Friday, April 10, 2020

Y Aquí Andamos Apenitas

It's been about 19 days since I've been circling like a ghost from my room to the kitchen grabbing iced animal cookies. Perhaps being under these artificial lights dehydrates me into hunger.



As the coronavirus floats to the summit of my novel fears, I thought about a few things today on my neighborhood run: 

2 mile easy + 13 x ~300m hill repeats + 1.5 mile easy (no humans besides E)

This shake on normalcy has brought about an uneasy feeling to my often self-criticized normalized training. The need to control every portion of my regimen has created a too high, too thick dam of stiffness that slowly curates a precise way of thinking. At times, I can't help but remember the limitless that comes with naivete.

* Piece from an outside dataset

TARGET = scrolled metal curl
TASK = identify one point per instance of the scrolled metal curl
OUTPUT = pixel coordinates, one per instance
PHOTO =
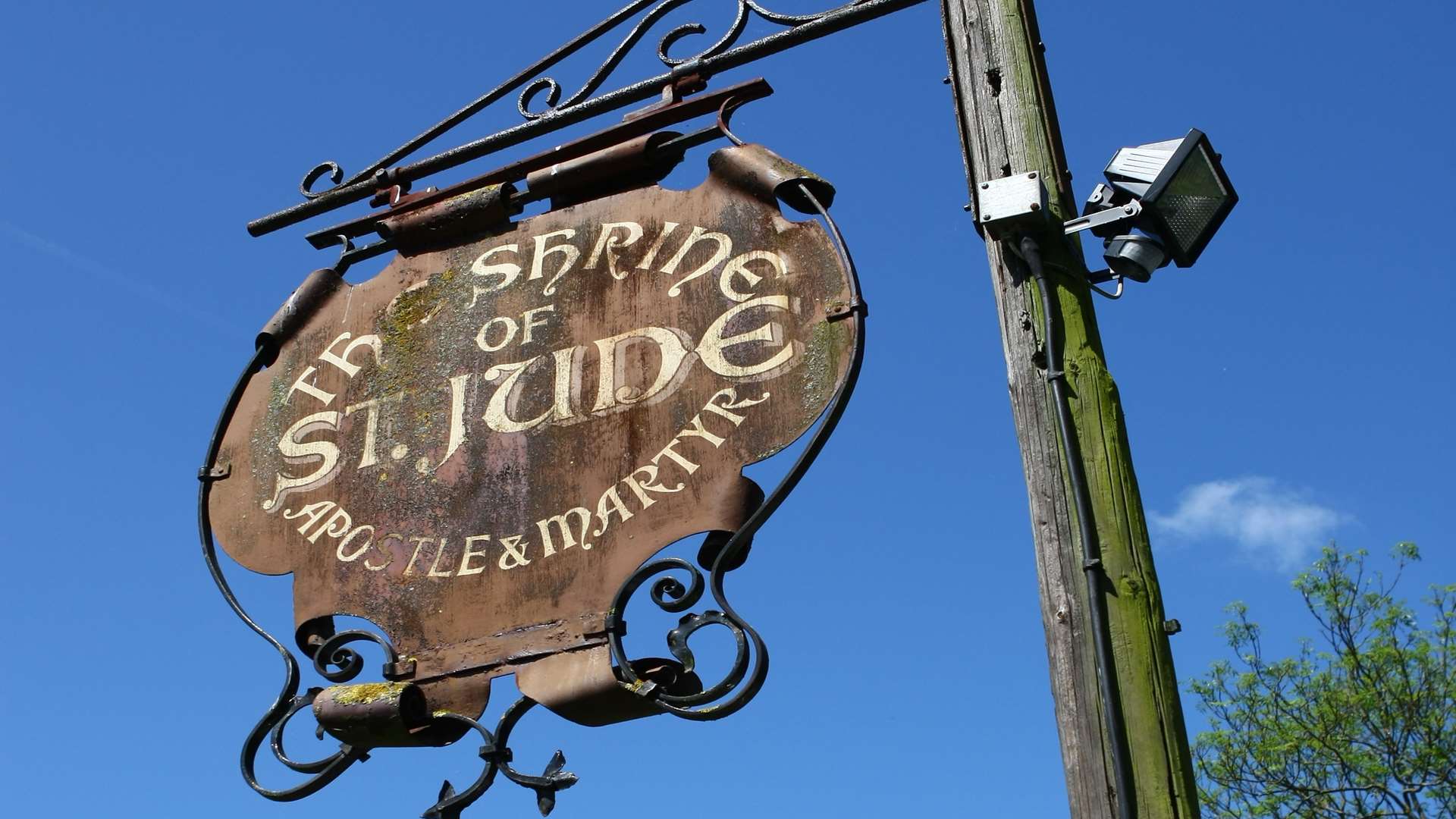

Normalcy should be critiqued as much as possible, and when imprecise distributions are seen, we should embrace them. Yet, a pang of embarrassment weakens me when I note the stresses and anxieties I experience when I am unable to adapt to such natural disruptions in my regimen. But what can you expect, I am a product of this routine-controlling culture, and it takes patience to think and stray away. As a participant of life, I must keep both eyes peeled of such hegemony in order to jig when we are taught to run.

Somehow I still don't feel like I adequately explained myself, but perhaps it's because I've been on this screen for too long. As the note-taking become denser, I hope to share polished conclusions I've come up with.